Neil et al.:
Here is a trip through the universe of temporal and spatial scales in forest ecology, which gives some perspective to the above discussion.
Its true that many old trees continue to grow at a high rate (especially of you calculate basal area or volume increment, which one of Craig Lorimer's graduate students did for sugar maple in the Porcupine Mountains and discovered that they just kept going up as trees go to 150, 200, 250 years old). Some of this has to do with stand dynamics, and the fact that certain old trees get better and better canopy growing space as they age, and its also partly CO2 fertilization, and partly longer growing seasons, and in certain areas, more rainfall or more positive rainfall/evaporation balance, although these latter effects may abruptly reverse in the near future as the climate continues to change and evaporation overtakes the effect of additional rainfall, and the CO2 fertilization begins to reach its asymptote.
Returning to the issue of increasing carbon storage in older forests, inevitably, if old forests continue to accumulate C, especially in the soil, it will lead to a high C:N ratio and other effects that will stall increased production, and without rejuvenating disturbance, in many cases to ecosystem retrogression. This might take hundreds of years (especially in northern hardwoods), so for now, many forests will continue to increase carbon, an important 'transient' dynamic (I put transient in quotes because in this case transient is a few centuries, rather than the few years usually referred to), since the increasing carbon storage is very important over the next couple of centuries for the future of the climate.
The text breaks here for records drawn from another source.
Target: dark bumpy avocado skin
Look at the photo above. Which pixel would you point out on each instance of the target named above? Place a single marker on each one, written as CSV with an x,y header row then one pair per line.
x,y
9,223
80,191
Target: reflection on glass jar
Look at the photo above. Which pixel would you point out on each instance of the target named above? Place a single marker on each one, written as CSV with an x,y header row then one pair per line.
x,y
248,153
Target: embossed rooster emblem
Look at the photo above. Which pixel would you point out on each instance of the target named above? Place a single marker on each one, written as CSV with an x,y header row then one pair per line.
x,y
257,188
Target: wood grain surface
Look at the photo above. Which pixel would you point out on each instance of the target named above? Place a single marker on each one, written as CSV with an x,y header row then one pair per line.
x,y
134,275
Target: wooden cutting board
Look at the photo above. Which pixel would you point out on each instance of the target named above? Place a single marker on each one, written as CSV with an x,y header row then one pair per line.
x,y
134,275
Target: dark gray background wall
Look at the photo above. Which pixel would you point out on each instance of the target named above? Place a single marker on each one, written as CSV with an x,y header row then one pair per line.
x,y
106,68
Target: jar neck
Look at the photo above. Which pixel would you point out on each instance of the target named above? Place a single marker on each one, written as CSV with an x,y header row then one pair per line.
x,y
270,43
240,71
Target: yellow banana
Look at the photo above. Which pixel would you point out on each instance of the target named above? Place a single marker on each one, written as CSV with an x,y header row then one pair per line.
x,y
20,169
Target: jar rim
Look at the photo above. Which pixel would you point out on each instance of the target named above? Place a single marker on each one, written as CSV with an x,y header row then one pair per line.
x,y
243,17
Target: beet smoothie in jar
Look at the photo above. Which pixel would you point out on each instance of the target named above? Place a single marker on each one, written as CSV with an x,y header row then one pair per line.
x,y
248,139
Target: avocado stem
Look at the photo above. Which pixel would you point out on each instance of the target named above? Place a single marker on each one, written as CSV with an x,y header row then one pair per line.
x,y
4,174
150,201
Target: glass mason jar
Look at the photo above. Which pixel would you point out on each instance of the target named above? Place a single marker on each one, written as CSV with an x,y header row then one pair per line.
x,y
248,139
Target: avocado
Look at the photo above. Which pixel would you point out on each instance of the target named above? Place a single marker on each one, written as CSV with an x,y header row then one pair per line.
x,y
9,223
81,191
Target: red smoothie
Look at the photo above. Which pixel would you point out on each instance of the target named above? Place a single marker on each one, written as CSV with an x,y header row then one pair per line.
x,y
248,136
In other forest types, this increasing C storage will lead to retrogression in a relatively short time. For example, boreal forest in northern Minnesota, in the absence of fire, becomes a half dead pile of crap (i.e. balsam fir with budworm) on top of a moss blanket in just two hundred years (that's a quote of myself from the news media this past September). Productivity in the tree layer goes backwards at this stage, and the moss carpet increases very, very slowly, on its way to the world-wide retrogressed climax by Sphagnum mentioned in my other post yesterday. Some forest types have to have a major high severity disturbance to maintain productivity. Most ENTS are used to and biased by northern hardwoods where that is not the case, at least on time scales of several centuries.
On a longer time scale 1000s of years, all ecosystems retrogress to less productive states (See Peltzer et al 2010, Understanding Ecosystem Retrogression, Ecological Monographs 80: 509-529, which I reviewed last year for Faculty of 1000). This is due to loss of P over time in areas that are not either heavily burned or glaciated periodically. This occurs in ecosystems across the world in many different climates.
Most ENTS are lucky to live in a forest ecosystem where, at least on the scale of a few centuries, carbon would tend to keep accumulating, due to the young age of the soils and/or the mineral content of the underlying weathering bedrock. However, at this point its unlikely that this carbon accumulation will continue, because in a few decades this will all reverse due to a warming climate, and the initial increased productivity from a warmer climate will turn to forest dieback, with a time-lag of several centuries before the ecosystem processes and species composition catches up to the new climate (assuming the climate stops changing in a few centuries). That's not a problem for the ecosystem. For example, a white pine tree does not care if it lives in NY or in Canada, nor whether it lives in a stable ecosystem, nor whether it lives in a productive ecosystem, nor an ecosystem that is increasing its carbon storage. Its only a problem for people who are wedded to the idea of a stable, productive old growth white pine forest existing in a certain location.